The passion Joe and David showed that day carried me into dreams of going where I had never gone before: into the realms of publishing, partnership, and business. It was the first time I was delving into the wonderful world of creating something printed for the public. Developing and running a monthly magazine was not a just serious business, it was also tough. I knew I had to carry a lot on my shoulders as I was the only one who knew the technical side of the main content of the magazine gardening and all things associated with it.
I quickly went from being a sceptic to a fellow passionate believer in the project. Another thing I learned from my two newly-acquired partners is that new things that sound mad and undoable can, through discussion and brain-storming, turn into feasible ideas. I just cleared the way with some of my friends in the legal world about the limited liability proposal and the next step was to get cracking-we had an agreement and a new era in my life was evolving.
The response to the adverts to join the club was staggering. Hundreds wanted to be a part of it. We set a reasonably low membership fee and before we knew it the Maltese islands had a proper gardening club and a proper magazine. Today it is still quite difficult to actually issue a publication, even not on a regular basis. Back then it was much harder-if not close to hell. Computers were still not around and it was a question of cut, paste and more cut and paste but not what cutting and pasting means today via computer. It was literally having rolls and rolls of positive film with text and pasting it into a page design with visuals, illustrations, and diagrams that also needed sizing up, cutting and pasting. It was quite a nightmare-and we did it all with cow-gum, the old favorite glue ideal for paste-ups and proper artworks. It was gum all over-not just where it should be but all over us.
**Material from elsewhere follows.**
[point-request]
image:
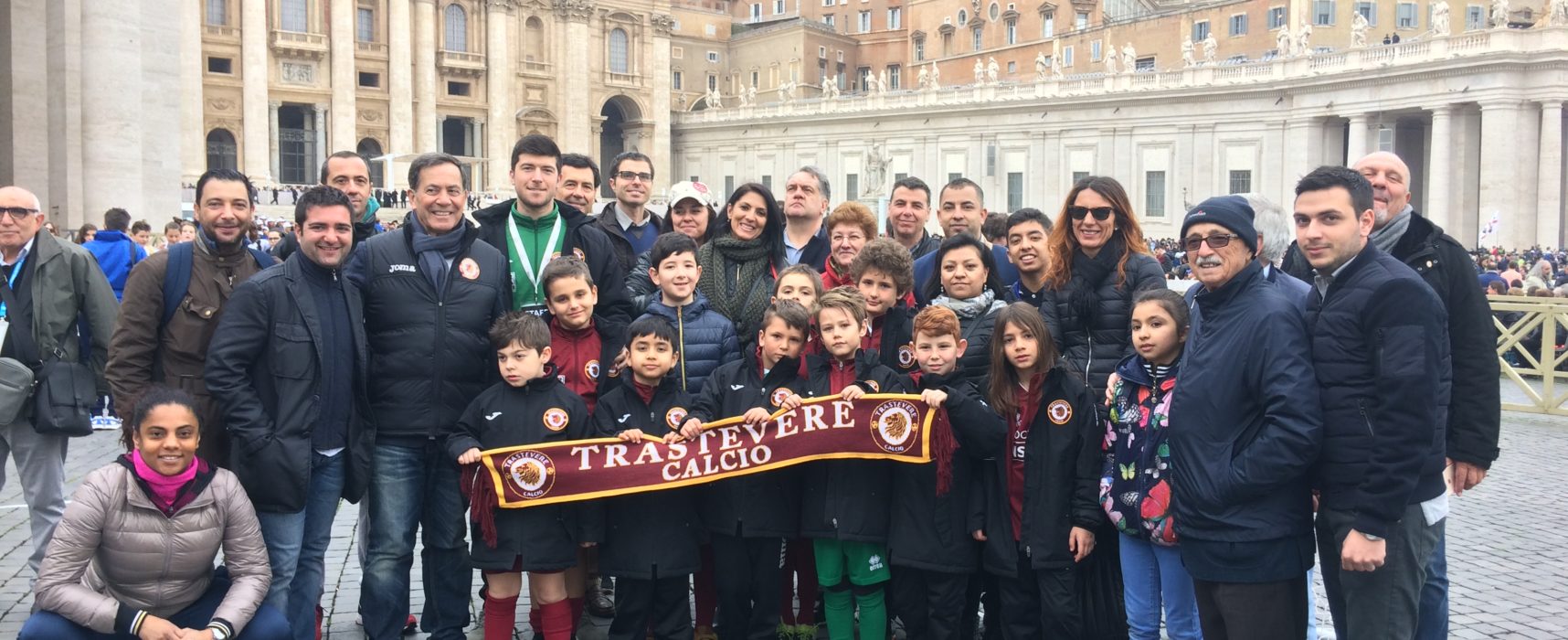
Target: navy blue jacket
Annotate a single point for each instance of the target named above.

I did the writing in long-hand while David typesets it and then we pasted away gleefully or gleefully. I also found the proper visuals for the articles, which were not just chosen haphazardly but all planned to coincide with the time of year and the seasonality of the gardening and plants and their upkeep. It was tough and hard but it was all part of an experiment and a mission which we loved being part of.
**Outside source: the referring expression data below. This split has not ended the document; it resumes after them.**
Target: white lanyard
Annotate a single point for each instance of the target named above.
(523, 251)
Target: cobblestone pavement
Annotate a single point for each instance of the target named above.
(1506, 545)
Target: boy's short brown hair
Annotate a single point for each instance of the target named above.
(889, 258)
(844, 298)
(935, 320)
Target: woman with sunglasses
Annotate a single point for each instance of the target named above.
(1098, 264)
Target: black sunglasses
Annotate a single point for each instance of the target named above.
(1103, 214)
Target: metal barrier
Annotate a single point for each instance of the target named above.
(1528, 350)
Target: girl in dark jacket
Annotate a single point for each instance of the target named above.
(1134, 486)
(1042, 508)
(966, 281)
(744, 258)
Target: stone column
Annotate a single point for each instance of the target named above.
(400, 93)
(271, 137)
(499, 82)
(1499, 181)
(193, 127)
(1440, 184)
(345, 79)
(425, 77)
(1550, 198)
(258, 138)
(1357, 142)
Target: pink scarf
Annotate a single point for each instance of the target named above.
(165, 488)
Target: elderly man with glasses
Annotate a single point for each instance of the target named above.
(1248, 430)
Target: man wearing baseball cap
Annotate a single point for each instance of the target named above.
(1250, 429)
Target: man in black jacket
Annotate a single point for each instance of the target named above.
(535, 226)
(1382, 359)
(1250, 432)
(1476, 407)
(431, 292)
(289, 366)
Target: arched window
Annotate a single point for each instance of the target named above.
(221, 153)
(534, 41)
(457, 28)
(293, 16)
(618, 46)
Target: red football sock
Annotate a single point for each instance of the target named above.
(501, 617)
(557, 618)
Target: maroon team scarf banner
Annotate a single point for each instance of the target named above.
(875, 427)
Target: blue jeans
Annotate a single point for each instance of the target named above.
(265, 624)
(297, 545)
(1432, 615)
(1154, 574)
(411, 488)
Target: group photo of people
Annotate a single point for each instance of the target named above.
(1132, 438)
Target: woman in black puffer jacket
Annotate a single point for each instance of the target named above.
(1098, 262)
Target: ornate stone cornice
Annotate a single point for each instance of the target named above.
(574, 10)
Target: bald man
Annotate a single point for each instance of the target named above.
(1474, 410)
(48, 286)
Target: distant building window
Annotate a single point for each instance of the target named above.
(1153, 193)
The magazines were always greeted enthusiastically. If you compared them to today’s publications generated as they are on the computer and so much more faithful in their reproduction, the results would be considered not up to standard. For those days, and with the limited resources available, we achieved amazing quality. The content was not just readable but good, entertaining and instrumental instructing our members and readers in all things green. When putting together the magazine formed a truly workable and simple encyclopedia of gardening. We kept our deadlines religiously and, for the four years of its existence, the magazine appeared bang on time, full of the right stuff for our growing, but demanding, readership.